What’s needed is different terms to apply to the different kinds of ‘conspiracy theorists’ – those that take on new information and those who don’t. Otherwise reasonable people are chucked into the same pigeon hole with unreasonable people – which is a mistake in my view.
Likewise ‘coincidence theorists’ can be either reasonable or unreasonable. They don’t get as much press, but I think it is a phenomenon.
Where exactly those lines can be drawn is going to be dependent on the particulars of a case as human behavior is complex enough that abstract and general rules will tend to suffer from the abundance of exceptions. One complicating factor dealing with partisan controversies is what constitutes the information base upon which judgement is to be founded. We know that people can be clever enough to lay down false clues that tend to confirm (or disconfirm) an explanatory narrative about an event, and also clever enough to obscure evidence that might lead to exposure in efforts to avoid deleterious consequences. When conscious agents are involved true information can be hidden and false information introduced into the equation.

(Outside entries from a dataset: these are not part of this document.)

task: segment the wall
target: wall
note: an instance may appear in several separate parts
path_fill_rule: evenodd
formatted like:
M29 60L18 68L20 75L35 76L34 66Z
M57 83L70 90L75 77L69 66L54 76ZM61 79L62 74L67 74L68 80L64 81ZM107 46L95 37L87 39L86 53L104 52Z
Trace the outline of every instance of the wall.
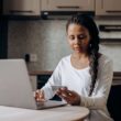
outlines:
M99 23L121 23L121 21L99 21ZM8 56L24 58L26 53L36 54L37 62L28 64L30 70L53 70L59 59L70 54L66 41L66 20L10 21ZM121 36L121 33L108 33L108 36ZM100 33L100 36L107 34ZM113 61L116 72L121 72L121 43L105 43L100 52Z

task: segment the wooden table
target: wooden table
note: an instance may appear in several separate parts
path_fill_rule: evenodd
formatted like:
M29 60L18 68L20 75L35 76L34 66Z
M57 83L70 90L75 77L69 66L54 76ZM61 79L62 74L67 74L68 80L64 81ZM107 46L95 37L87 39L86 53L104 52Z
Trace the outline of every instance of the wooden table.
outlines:
M30 110L0 106L0 121L82 121L89 114L84 107L65 106Z

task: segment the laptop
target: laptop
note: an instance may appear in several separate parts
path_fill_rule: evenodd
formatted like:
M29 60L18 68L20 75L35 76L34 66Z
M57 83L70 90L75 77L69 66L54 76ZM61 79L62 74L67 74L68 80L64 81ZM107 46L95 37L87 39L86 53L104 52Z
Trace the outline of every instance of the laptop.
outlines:
M36 103L24 59L0 59L0 106L46 109L65 105L51 100Z

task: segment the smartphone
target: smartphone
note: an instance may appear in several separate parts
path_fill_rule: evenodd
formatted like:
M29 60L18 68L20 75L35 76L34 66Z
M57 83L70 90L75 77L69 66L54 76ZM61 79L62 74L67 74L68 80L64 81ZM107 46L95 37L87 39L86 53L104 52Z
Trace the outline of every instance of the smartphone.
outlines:
M66 86L52 86L53 91L57 91L59 88L66 88Z

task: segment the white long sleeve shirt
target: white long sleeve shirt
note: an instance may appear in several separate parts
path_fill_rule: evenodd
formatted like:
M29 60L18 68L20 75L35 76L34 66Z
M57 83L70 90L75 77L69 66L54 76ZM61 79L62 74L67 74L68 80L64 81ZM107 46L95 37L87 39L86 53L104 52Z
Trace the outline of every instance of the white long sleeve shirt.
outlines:
M76 69L70 63L70 56L64 57L57 65L47 84L42 88L45 99L54 96L52 85L66 86L80 95L80 106L90 109L89 121L112 121L107 110L107 99L112 82L112 62L101 55L99 58L98 76L91 97L88 96L91 84L89 66L84 69Z

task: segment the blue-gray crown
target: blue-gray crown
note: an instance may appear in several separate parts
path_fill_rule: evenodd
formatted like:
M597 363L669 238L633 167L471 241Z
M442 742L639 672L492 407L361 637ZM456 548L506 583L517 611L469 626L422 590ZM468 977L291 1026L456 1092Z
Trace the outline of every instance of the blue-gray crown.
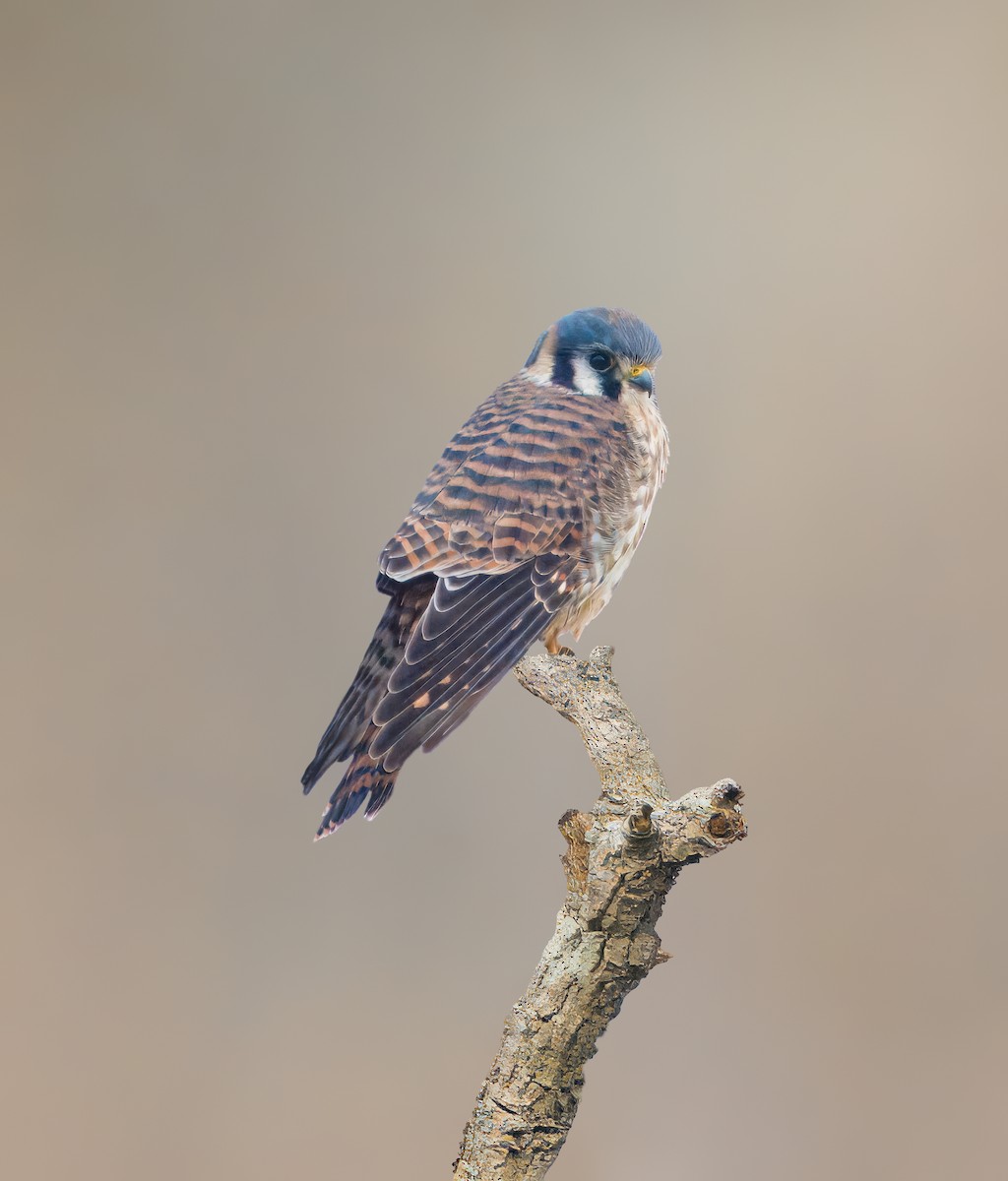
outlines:
M651 366L662 355L662 344L651 328L624 308L585 307L555 324L554 351L558 355L581 352L598 345L636 365ZM525 363L532 365L547 333L542 333Z

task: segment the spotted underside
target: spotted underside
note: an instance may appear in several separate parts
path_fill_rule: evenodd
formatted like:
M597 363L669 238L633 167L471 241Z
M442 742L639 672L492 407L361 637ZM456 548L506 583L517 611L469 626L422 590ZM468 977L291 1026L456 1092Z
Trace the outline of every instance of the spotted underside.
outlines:
M365 797L373 815L414 751L436 746L536 639L577 619L604 575L599 552L630 527L640 446L617 399L528 376L477 407L382 552L388 606L303 777L308 791L350 759L319 835Z

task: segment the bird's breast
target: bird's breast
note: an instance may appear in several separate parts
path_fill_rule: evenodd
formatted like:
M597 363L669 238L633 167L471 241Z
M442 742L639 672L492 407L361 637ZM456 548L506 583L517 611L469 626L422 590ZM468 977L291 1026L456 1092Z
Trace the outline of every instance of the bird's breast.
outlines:
M626 573L669 463L669 432L653 399L630 394L620 399L620 410L623 430L610 478L585 521L581 592L562 627L575 637L605 607Z

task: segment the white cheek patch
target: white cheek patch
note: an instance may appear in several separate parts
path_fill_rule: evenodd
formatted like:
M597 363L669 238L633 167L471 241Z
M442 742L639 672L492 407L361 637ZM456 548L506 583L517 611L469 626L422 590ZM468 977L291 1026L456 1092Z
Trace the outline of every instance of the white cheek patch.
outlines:
M574 385L579 393L586 393L592 398L603 396L601 373L597 373L588 365L586 357L574 357Z

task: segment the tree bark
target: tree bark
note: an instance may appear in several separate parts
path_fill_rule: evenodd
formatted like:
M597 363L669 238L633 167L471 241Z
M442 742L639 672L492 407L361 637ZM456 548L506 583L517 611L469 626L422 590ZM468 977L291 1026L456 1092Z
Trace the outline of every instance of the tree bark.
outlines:
M623 998L668 959L655 924L679 869L746 835L730 779L675 803L612 676L587 660L526 657L521 684L581 732L601 778L591 814L560 820L567 898L462 1136L454 1181L527 1181L555 1161L578 1110L584 1065Z

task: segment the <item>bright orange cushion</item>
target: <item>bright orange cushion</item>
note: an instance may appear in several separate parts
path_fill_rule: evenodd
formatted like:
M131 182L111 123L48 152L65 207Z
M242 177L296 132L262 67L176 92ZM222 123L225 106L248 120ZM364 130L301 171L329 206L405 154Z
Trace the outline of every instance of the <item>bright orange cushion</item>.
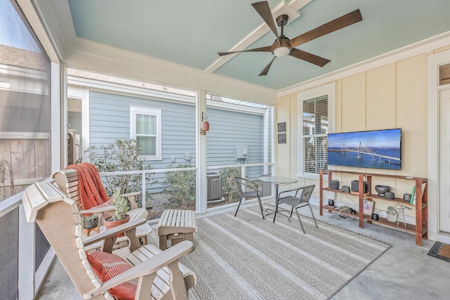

With regard to the conspiracies cited above I don’t think Lincoln’s idea pans out as a classic conspiracy – it seems to me a confluence of interested parties without actual collusion among them to make all the states into slave states. Clinton’s suspicion of a conspiracy among right wingers to damage her husband’s administration? I find that to be a reasonable one. But the charge against Representative Gabbard as a ‘foreign asset’ seems to me unreasonable.